"Much more needs to be done to stop so many falling through the cracks in the advice and guidance framework that the government and regulator have put in place."
- Stephen Lowe, group communications director at Just Group
8% of retirees who withdrew money from their pension before leaving full-time work say they regret it, according to research from Just Group.
The survey of 1,050 retired over 55s found that nearly three in 10 (28%) had withdrawn pension cash between the age of 55 and when they finished working full time, either as a lump sum (tax-free or not) or via income drawdown.
Nearly half (49%) of this group said that they had not received any advice or guidance prior to making the decision to withdraw from their pension pot before retiring from full-time work. A little over a quarter (27%) spoke with a regulated financial adviser before deciding to dip into their pension.
It follows the FCA’s latest Retirement Income market survey which signalled that over a third (37%) of people who entered drawdown in the 12 months to March 2023 did not seek or use any advice and the number of people entering drawdown without advice or guidance rose by 16% between the 12 months to March 2022 and the 12 months to March 2023.
For those purchasing annuities, more than half (57%) of those who purchased an annuity in the 12 months to March 2023 did not use any advice or guidance, compared to 41% in the 12 months to March 2022.

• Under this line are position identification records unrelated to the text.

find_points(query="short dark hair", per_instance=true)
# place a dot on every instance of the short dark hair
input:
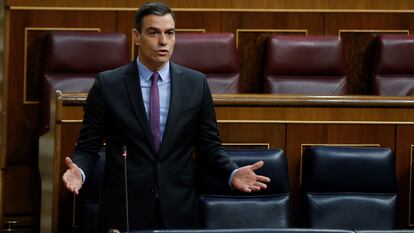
(151, 8)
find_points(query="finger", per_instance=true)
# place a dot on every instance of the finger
(254, 188)
(69, 163)
(261, 185)
(247, 189)
(256, 165)
(263, 179)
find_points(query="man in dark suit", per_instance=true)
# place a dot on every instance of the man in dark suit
(120, 111)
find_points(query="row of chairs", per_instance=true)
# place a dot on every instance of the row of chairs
(306, 65)
(341, 188)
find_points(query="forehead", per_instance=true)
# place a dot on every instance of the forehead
(155, 21)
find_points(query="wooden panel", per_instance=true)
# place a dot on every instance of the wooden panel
(253, 135)
(25, 116)
(250, 128)
(228, 4)
(405, 153)
(22, 189)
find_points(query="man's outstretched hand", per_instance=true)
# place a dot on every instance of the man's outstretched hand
(72, 178)
(246, 180)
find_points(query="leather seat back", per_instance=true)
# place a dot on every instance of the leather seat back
(305, 65)
(214, 54)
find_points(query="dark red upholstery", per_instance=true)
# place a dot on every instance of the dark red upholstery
(305, 65)
(72, 59)
(394, 66)
(213, 54)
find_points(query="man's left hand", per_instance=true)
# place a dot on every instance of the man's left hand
(245, 180)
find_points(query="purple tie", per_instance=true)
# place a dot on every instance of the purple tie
(155, 111)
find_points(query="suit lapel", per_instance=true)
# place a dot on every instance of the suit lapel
(133, 87)
(175, 104)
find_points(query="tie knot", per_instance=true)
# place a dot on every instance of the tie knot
(154, 77)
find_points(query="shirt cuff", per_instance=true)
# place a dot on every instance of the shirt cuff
(231, 177)
(83, 175)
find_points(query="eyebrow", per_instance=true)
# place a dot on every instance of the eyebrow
(157, 29)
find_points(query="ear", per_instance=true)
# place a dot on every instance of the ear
(136, 36)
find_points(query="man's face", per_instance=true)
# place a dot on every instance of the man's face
(156, 40)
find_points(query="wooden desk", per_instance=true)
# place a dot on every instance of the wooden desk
(270, 121)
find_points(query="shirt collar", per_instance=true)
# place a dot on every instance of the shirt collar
(146, 73)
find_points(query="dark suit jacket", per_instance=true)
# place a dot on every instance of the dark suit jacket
(115, 113)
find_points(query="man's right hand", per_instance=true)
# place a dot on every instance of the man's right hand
(72, 178)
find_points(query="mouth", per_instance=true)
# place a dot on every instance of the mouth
(162, 52)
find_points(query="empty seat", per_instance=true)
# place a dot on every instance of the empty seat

Only one in 10 pension dippers used Pension Wise, either through a telephone appointment or face-to-face, raising questions about the effectiveness of the ‘stronger nudge’ initiatives introduced in 2022, and the impact of revised wake-up packs, to meet the government’s stated ambition of making guidance ‘the norm’.

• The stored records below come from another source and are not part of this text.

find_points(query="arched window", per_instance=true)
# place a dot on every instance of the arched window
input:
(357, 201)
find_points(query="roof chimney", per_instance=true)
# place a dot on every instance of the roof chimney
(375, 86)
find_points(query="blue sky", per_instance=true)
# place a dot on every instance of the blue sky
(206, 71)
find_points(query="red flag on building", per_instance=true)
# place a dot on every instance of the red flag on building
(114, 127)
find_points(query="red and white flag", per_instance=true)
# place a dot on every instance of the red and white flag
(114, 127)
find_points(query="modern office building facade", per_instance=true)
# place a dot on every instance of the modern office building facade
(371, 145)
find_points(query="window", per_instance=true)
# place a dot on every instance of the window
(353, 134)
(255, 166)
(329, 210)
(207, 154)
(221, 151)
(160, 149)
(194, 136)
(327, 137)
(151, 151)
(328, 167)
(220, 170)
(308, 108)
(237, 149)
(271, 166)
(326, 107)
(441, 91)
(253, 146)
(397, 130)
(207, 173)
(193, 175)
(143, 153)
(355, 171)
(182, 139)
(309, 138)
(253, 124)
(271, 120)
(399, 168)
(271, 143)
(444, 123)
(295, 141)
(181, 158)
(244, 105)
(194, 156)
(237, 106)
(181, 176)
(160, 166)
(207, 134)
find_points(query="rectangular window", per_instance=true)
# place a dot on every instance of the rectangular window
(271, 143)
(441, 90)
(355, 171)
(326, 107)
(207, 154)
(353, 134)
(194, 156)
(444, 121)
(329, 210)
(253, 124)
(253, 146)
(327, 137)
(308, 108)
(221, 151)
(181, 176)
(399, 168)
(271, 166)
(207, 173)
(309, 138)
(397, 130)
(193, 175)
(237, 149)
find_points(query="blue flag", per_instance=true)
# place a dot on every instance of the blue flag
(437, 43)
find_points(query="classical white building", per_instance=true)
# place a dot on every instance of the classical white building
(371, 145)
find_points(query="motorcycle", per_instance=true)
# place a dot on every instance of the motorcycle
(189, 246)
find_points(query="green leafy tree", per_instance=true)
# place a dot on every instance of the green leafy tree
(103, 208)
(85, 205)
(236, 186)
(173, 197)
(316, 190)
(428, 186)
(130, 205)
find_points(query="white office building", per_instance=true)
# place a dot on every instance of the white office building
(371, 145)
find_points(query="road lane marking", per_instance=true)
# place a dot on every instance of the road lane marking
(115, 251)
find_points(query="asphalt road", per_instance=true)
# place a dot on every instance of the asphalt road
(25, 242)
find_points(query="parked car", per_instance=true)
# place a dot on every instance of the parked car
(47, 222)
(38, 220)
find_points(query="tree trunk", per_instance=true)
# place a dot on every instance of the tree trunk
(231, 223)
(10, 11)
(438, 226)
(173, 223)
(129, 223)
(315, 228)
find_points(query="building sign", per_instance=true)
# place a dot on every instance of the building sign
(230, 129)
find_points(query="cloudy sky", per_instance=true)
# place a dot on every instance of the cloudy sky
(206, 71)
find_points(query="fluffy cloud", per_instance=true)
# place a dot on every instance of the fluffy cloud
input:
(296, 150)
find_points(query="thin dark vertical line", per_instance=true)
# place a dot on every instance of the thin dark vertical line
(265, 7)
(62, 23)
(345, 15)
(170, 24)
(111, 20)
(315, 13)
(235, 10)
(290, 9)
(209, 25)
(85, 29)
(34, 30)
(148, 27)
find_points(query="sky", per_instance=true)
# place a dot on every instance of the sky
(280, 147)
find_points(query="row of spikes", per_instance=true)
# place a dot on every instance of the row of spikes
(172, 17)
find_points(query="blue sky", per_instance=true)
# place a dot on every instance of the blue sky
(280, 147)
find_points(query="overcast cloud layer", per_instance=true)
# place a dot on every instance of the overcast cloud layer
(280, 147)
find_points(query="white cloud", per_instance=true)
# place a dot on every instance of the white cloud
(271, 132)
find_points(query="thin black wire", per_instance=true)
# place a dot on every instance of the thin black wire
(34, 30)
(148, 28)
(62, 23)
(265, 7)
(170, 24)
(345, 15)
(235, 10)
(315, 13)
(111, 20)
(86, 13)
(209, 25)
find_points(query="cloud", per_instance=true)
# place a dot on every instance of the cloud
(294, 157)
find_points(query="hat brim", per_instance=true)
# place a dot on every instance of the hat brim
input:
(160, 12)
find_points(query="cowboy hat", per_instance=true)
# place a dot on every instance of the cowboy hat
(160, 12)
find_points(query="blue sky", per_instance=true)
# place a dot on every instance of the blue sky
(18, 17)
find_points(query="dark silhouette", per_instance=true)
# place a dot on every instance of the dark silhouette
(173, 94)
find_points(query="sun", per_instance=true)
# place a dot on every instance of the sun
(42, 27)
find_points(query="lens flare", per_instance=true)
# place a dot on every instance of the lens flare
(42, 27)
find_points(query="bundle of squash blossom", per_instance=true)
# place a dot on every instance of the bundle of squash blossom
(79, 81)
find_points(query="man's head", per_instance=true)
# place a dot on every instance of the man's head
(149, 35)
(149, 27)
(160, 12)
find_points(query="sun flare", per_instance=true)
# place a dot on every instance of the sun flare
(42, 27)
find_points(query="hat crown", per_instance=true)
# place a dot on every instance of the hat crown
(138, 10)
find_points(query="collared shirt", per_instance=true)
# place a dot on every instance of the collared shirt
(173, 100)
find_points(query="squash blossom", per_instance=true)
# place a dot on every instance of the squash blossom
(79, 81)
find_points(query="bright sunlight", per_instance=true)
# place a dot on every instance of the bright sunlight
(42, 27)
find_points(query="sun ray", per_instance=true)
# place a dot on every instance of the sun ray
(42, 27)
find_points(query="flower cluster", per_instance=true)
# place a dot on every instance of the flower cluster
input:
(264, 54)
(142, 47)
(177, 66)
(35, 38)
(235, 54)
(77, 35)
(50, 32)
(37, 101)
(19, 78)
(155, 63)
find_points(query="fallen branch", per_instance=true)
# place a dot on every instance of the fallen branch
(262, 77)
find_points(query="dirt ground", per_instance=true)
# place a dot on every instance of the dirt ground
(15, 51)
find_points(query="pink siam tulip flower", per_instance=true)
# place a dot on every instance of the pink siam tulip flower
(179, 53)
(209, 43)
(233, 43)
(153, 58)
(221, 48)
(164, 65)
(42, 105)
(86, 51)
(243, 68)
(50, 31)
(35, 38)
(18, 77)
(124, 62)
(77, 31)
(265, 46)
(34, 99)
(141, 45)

Stephen Lowe, group communications director at Just Group, said: “It's alarming that a significant portion of retirees are diving into their pension before leaving full-time work without the benefit of any financial advice or guidance.
"The cost-of-living crisis, rising rent prices and hiked interest rates have all put a significant strain on household finances over the past few years, and for many, pension cash has been a valuable financial resource to fall back on, particularly for those who have faced health problems or redundancy prior to retiring.
“For some pre-retirees, tapping into their pension pot before retiring from full-time work may be a sound decision, but it’s inevitable that without advice and guidance some people will make decisions they’ll come to regret. Much more needs to be done to stop so many falling through the cracks in the advice and guidance framework that the government and regulator have put in place."